Francis Edward Bigge was born in July 1820, the youngest son of Thomas Hanway Bigge and his wife Charlotte (née Scott), of Little Benton, Northumberland, England. He was from an old Northumberland family, his cousin Lord Stamfordham being the private secretary to Queen Victoria and King George V and his uncle being John Bigge, the special commissioner to examine the colony of New South Wales under the governorship of Lachlan Macquarie.
Bigge was educated at the Royal Naval College, Portsmouth. In 1835 he was appointed as a midshipmen on the Barham (a 50-gun frigate) in 1835, and served a commission in her in the Mediterranean for some four years.
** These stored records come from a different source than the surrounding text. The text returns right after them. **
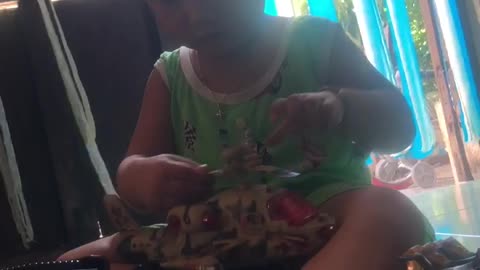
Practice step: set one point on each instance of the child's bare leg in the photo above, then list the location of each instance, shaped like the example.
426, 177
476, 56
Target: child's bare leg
376, 227
106, 247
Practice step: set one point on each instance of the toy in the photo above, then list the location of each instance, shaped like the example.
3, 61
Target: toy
241, 226
446, 254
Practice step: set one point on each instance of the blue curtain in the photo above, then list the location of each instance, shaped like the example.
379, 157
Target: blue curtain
458, 56
323, 8
412, 87
270, 7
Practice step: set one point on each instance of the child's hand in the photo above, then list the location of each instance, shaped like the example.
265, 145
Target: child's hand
302, 112
170, 180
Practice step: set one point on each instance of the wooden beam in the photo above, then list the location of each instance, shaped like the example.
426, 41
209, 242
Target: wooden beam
455, 145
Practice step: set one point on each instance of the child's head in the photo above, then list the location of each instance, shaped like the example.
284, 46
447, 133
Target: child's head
213, 26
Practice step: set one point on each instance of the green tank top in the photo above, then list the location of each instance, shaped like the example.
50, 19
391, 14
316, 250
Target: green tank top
329, 162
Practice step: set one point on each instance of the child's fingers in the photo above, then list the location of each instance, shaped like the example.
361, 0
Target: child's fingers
278, 109
183, 159
280, 133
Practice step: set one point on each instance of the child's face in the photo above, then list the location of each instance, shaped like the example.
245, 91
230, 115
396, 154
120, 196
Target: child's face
212, 26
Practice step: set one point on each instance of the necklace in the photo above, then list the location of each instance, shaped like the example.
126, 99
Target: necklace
220, 114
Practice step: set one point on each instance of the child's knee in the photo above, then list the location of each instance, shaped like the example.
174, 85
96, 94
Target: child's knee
106, 247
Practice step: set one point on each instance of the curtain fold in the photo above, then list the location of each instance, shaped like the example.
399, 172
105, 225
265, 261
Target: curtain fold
89, 79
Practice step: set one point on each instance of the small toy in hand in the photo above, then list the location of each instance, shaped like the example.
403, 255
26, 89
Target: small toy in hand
445, 254
245, 226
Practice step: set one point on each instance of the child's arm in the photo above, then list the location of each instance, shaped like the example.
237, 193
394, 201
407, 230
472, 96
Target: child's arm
150, 178
376, 114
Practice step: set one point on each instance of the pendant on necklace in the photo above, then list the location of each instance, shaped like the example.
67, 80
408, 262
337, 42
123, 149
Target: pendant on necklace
220, 114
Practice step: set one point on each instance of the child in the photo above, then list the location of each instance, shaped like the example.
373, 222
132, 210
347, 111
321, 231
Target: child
301, 94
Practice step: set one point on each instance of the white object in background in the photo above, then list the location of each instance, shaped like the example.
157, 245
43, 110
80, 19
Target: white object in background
285, 8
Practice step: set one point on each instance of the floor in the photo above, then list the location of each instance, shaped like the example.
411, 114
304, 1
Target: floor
453, 210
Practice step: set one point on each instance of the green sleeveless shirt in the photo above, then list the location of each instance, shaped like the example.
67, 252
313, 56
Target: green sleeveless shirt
329, 162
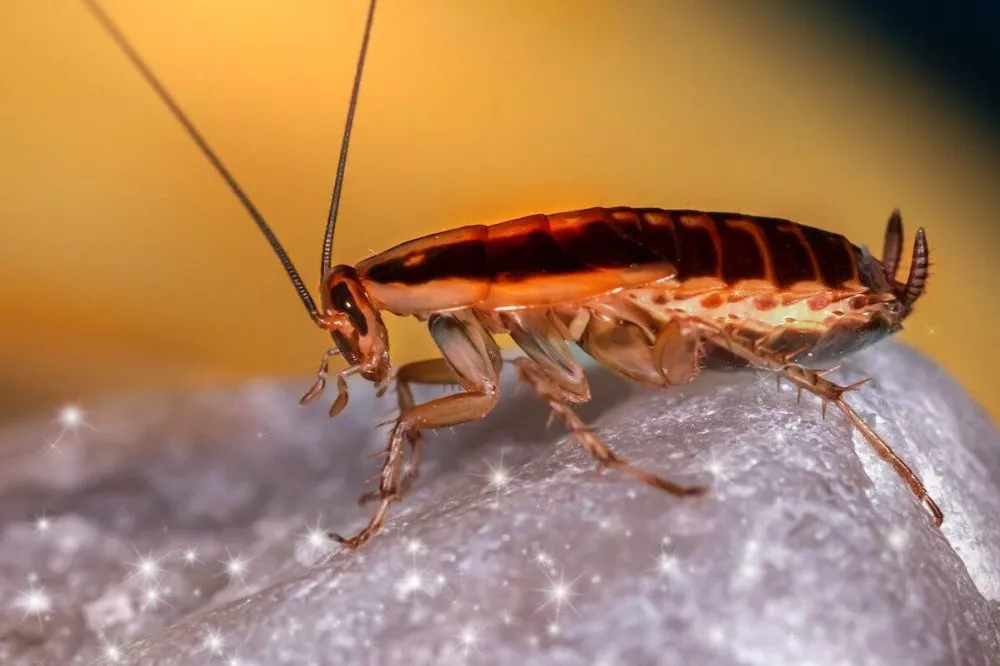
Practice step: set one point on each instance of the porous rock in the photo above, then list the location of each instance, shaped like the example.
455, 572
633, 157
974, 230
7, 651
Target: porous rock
186, 530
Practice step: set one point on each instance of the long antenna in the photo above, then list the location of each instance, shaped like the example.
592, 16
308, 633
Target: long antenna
193, 132
338, 183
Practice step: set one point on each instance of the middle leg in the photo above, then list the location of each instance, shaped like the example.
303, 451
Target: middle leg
557, 378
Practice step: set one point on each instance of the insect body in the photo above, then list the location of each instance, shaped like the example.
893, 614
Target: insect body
653, 295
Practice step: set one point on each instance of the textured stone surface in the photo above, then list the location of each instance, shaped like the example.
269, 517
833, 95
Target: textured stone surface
809, 550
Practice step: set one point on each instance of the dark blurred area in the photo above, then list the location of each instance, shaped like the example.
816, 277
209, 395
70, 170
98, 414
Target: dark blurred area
957, 43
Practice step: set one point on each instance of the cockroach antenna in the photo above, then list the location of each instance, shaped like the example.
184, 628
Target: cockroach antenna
133, 55
338, 183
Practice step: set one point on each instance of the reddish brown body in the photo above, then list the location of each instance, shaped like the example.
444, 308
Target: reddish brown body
653, 295
806, 288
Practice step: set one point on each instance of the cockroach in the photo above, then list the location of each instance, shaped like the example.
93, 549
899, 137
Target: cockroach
652, 295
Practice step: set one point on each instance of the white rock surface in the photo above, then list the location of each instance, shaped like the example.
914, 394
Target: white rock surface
176, 531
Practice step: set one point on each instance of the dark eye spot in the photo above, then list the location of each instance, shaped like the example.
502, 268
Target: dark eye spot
342, 299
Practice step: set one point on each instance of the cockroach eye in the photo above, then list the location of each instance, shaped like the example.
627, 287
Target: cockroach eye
342, 299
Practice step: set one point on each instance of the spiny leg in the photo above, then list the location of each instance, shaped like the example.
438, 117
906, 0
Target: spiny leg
558, 398
474, 359
814, 382
432, 371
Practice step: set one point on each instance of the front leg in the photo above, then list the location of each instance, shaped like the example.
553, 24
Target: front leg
432, 371
474, 360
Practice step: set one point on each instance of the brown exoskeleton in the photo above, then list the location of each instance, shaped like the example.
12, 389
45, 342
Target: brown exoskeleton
653, 295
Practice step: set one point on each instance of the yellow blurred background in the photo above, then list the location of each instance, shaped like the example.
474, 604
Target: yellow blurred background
127, 265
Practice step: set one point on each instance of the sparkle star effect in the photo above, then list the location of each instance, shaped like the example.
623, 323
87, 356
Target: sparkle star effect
498, 479
667, 565
34, 601
315, 543
721, 467
558, 594
213, 642
147, 568
71, 419
112, 651
190, 556
237, 567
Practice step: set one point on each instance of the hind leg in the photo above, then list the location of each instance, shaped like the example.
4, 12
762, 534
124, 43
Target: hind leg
814, 382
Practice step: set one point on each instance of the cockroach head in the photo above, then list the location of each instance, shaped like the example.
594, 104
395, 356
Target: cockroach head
355, 324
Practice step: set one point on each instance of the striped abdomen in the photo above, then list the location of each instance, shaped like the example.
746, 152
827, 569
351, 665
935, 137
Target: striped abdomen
565, 257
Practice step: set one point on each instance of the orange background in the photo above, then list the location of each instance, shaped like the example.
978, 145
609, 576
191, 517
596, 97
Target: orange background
126, 264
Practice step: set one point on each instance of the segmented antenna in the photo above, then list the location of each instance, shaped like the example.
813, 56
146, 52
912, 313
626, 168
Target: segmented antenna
331, 219
193, 132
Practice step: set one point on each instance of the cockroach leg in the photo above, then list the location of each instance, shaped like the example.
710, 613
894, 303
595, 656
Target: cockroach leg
677, 351
558, 398
814, 382
433, 371
474, 359
317, 388
827, 391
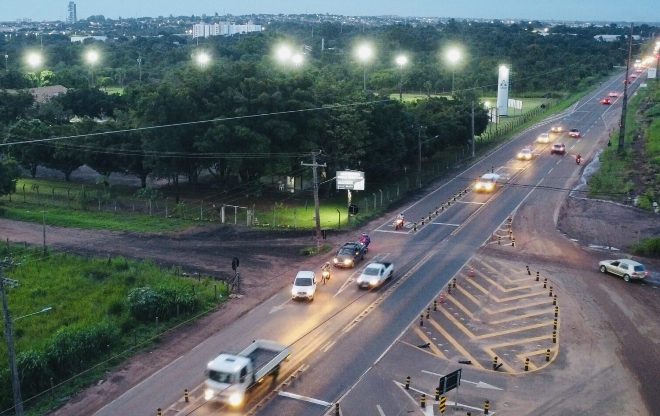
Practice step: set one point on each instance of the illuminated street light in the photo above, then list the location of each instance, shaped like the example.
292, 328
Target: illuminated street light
92, 58
34, 60
453, 55
203, 59
401, 61
364, 53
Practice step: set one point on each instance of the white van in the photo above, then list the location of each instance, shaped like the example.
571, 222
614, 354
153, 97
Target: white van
487, 182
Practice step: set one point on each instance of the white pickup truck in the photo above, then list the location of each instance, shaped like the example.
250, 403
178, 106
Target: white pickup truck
375, 275
230, 376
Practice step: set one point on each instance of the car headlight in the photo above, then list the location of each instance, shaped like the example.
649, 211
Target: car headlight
208, 394
235, 399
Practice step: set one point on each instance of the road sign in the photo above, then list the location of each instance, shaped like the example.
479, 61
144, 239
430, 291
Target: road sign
450, 381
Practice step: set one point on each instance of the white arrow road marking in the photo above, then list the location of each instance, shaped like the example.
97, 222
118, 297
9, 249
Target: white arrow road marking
478, 384
280, 306
304, 398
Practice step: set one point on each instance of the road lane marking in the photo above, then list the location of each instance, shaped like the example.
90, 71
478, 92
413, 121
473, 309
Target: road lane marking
478, 384
304, 398
446, 223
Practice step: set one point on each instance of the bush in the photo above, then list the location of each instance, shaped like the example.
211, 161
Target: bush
648, 248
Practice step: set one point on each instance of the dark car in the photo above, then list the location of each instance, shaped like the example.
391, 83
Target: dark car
558, 149
348, 255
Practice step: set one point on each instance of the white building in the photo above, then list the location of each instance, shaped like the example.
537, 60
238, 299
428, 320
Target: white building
71, 16
203, 30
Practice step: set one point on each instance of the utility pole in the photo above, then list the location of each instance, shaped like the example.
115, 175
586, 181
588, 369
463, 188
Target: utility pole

In 1839 he left the Navy, and travelled to Australia, to join his elder brother Frederick William Bigge, who had settled in New South Wales. The trip from London to Port Jackson took five months. After his arrival in New South Wales, the two brothers were inspired the success of the Leslie Brothers, who pioneered the Darling Downs (then in New South Wales but later part of Queensland) and decided to try settling in the Moreton Bay district. They travelled overland to the Moreton Bay area in about 1842, where they "squatted" in the Mount Brisbane district, their headquarters being known as "Bigge's Camp". They were nicknamed "Big Bigge" (Frederick) and "Little Bigge" (Francis).